Again, I wish I had not told Andrei to post :(  Multithreaded is not supported, but will be.  When that is ready, a locking mechanism (and hopefully an auto-unlock mechanism) will be provided.

> 7. I see nothing for 'raw' character by character input.

The interface is geared to read by processing the buffer, not one character at a time.  Given access to the buffer, you can process one character at a time if you want.

See InputRange in TextInput to see how raw character-by-character input can be done.

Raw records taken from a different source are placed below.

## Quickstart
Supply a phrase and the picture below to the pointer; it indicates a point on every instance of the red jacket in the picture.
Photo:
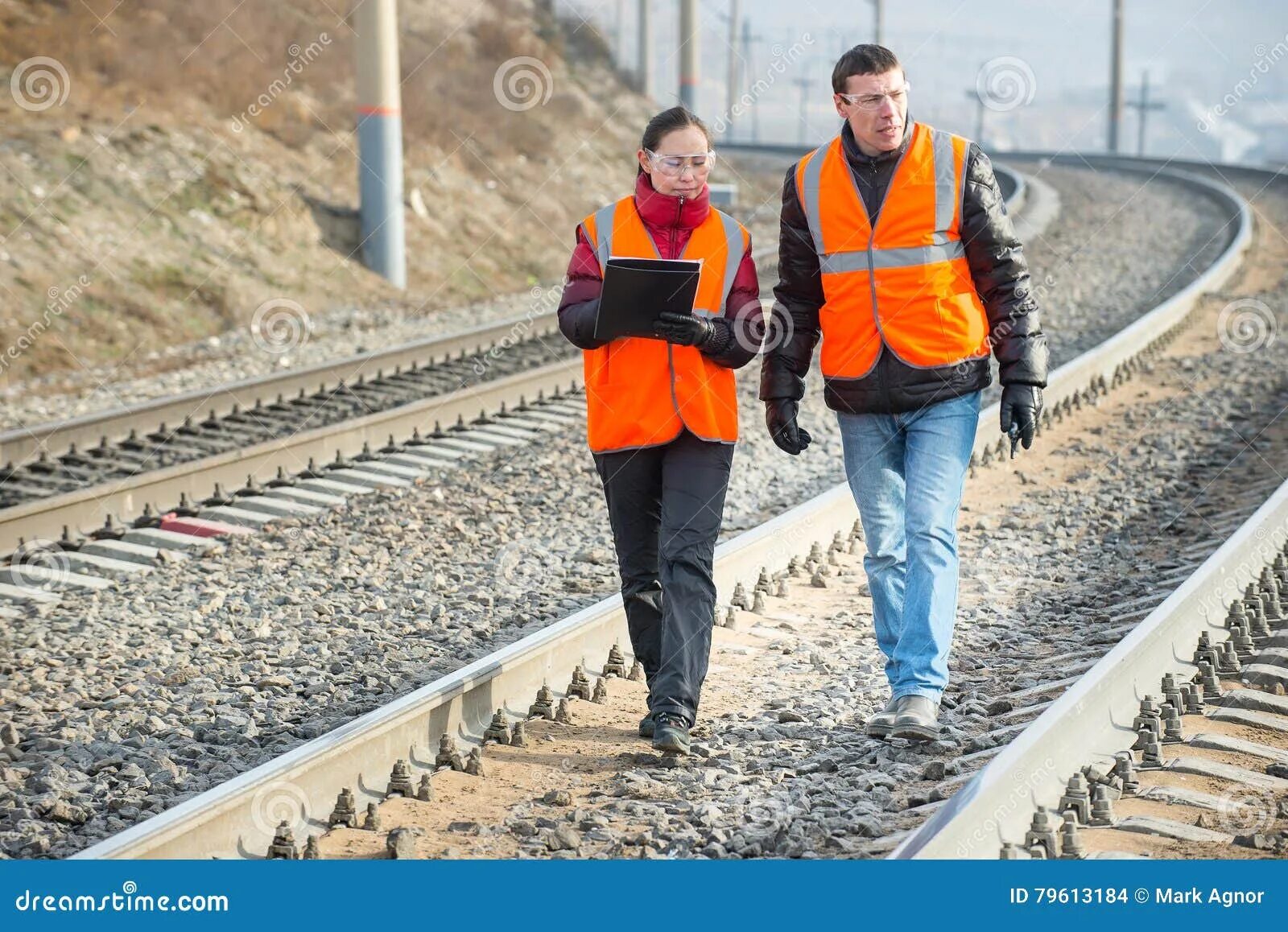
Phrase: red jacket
(670, 225)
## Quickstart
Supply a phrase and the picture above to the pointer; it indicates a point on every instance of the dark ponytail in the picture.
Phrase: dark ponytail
(667, 122)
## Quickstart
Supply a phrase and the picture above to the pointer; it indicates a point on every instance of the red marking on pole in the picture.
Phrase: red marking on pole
(200, 526)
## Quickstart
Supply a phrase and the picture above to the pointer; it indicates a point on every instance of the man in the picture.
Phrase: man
(897, 249)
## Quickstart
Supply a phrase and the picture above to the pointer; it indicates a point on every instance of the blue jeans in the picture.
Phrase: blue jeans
(907, 474)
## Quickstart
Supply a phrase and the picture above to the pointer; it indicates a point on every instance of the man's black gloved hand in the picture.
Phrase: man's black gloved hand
(1022, 407)
(781, 420)
(684, 330)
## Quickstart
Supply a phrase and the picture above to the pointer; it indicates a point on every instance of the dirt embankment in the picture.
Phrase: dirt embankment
(171, 167)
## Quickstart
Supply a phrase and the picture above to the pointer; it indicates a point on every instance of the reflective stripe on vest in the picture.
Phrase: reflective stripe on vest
(643, 392)
(906, 282)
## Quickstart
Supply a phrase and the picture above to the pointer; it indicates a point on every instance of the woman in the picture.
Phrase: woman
(663, 412)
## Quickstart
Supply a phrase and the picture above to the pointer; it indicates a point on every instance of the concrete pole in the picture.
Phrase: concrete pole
(646, 51)
(751, 72)
(380, 139)
(804, 84)
(972, 93)
(1116, 77)
(732, 90)
(620, 35)
(689, 54)
(1143, 109)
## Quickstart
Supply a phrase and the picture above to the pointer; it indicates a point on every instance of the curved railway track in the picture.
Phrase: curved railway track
(396, 749)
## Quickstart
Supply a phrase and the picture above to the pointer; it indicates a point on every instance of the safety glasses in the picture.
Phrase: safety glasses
(873, 101)
(675, 165)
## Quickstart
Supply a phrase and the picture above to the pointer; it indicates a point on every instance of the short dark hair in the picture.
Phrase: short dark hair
(667, 122)
(863, 60)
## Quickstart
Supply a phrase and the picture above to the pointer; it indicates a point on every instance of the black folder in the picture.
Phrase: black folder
(638, 290)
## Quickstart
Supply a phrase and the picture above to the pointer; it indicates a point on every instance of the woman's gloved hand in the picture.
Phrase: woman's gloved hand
(684, 330)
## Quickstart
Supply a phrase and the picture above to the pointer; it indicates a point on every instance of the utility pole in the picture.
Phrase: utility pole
(380, 139)
(689, 54)
(646, 51)
(1143, 105)
(747, 62)
(732, 89)
(1116, 77)
(620, 38)
(804, 84)
(972, 93)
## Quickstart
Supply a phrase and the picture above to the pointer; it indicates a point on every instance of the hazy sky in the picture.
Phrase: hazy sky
(1195, 52)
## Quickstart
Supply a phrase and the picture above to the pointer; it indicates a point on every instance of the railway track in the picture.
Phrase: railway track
(107, 507)
(422, 740)
(203, 450)
(1175, 743)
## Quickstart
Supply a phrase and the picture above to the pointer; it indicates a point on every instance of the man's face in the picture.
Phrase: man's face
(877, 124)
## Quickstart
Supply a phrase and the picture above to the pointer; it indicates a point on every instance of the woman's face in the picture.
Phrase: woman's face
(687, 141)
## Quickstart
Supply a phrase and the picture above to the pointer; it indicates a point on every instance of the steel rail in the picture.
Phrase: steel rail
(43, 519)
(19, 444)
(1092, 721)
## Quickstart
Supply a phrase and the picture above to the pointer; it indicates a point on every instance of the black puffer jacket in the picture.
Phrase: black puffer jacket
(997, 266)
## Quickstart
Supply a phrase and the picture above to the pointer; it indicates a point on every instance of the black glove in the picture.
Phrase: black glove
(684, 330)
(1022, 407)
(781, 420)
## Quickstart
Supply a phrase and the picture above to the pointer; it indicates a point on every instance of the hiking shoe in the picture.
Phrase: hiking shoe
(670, 734)
(880, 724)
(918, 719)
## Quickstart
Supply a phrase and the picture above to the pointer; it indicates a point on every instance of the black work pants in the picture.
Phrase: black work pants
(665, 505)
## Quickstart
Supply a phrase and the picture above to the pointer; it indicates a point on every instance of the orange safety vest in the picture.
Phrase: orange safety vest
(643, 392)
(905, 283)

That being said, I think I need to add a peek function.

>
> 8. I see nothing for determining if a char is available on the input. How would one implement "press any key to continue"?

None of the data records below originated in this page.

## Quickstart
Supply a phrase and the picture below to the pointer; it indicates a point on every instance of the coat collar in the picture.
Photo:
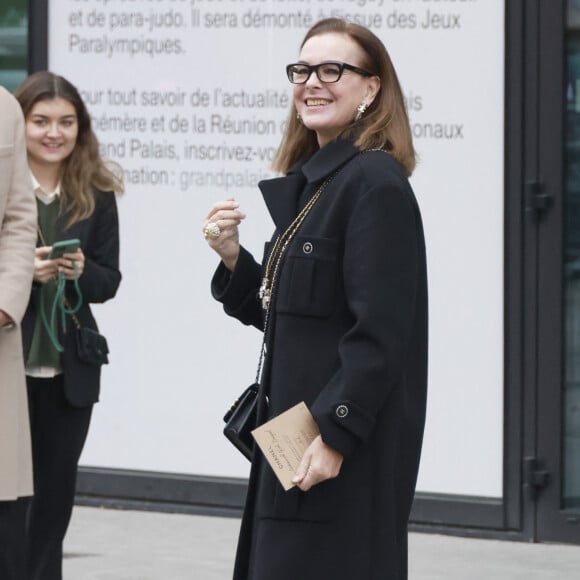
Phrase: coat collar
(281, 193)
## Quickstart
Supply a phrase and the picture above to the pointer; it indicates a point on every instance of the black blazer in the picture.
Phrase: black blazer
(348, 337)
(99, 236)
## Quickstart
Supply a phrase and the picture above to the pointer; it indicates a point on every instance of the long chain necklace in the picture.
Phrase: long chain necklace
(281, 245)
(282, 242)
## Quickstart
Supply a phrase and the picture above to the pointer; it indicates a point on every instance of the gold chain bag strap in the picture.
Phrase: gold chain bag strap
(241, 418)
(92, 347)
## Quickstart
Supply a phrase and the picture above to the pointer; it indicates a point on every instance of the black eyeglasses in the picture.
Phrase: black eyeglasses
(327, 72)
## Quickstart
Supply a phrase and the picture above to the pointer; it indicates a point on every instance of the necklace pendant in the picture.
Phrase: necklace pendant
(264, 294)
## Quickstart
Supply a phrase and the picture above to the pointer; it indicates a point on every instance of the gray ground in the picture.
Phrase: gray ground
(105, 544)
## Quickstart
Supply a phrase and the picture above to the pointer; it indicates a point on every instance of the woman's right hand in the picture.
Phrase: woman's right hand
(220, 229)
(44, 269)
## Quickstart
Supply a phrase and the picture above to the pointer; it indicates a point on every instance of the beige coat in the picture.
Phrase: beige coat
(17, 241)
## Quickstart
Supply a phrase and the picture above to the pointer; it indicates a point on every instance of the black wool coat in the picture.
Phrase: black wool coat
(99, 236)
(348, 337)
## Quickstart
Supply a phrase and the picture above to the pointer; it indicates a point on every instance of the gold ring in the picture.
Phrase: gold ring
(212, 231)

I need more information.  I would probably implement this as a read(ubyte[1]), so I don't see why it can't be that way.

-Steve
September 04, 2011
On Sat, 03 Sep 2011 18:55:08 -0400, Andrej Mitrovic <andrej.mitrovich@gmail.com> wrote:

> I dislike naming things with a leading "D" like "DInput". Shouldn't we
> keep code that relies on C to be put in etc.c or somewhere?

I think the names are not great.  The names are somewhat based on the metamorphosis of the entire interface structure.

What about BufferedInput and BufferedOutput?  Michel Fortin suggested those.

-Steve
September 04, 2011
On Sat, 03 Sep 2011 20:47:05 -0400, Walter Bright <newshound2@digitalmars.com> wrote:

>
> What happens if I write:


>
>     printf("hello ");
>     writeln("world");

useCStdio();

This makes all the standard handles C-based.

And crap, I see I did not document it.... grr....

See here:

https://github.com/schveiguy/phobos/blob/new-io/std/stdio.d#L3332

Sorry....

-Steve
September 04, 2011
On Sat, 03 Sep 2011 21:58:09 -0400, Steven Schveighoffer <schveiguy@yahoo.com> wrote:

please read the previous comment, it includes a link to the source as well as further explanations...

Boy, I could have planned this better...

-Steve
September 04, 2011
On 9/3/11 10:02 PM, Andrej Mitrovic wrote:
> Seems to me like virtually every module in Phobos gets a complete
> rewrite sooner or later. Yikes! Afaik the upcoming ones are also
> std.xml, std.variant, maybe std.json too? (can't recall). Was there
> really so much bad code written in Phobos all along that they all
> require a rewrite?

It's not that bad. First, it's understandable that now there are considerably more contributors and it's a bit easier tinkering with existing stuff than coming up with all new stuff.

Second, historically we're at an all-time high of talent involved in D. I'm sure it will go up much more, but previously we've had a more accepting attitude to new functionality at the cost of scrutiny (e.g. std.xml and std.json, both written by episodic contributors). (I really regret having had that attitude, it hurt us.) So now that there are so many eyeballs focused on the code, and not just any eyeballs but eyeballs connected to good brains, there is pressure building up.

There are quite a few pieces in Phobos that are withstanding scrutiny quite well: getopt, algorithm, variant (which can be, I think, safely extended to new great functionality), range, conv, random, and more. There are, unfortunately, others that didn't start off the right foot and right now are somewhat of an eyesore. I trust we will figure what to do about each on a by-case basis, though I agree with Walter that we should balance the breakage cost with correspondingly high rewards in terms of functionality improvements.


Andrei
September 04, 2011
Ah, reading your post I see this is just a start of the overhaul. I assumed this was already getting ready for a review. Names can be fixed eventually. :)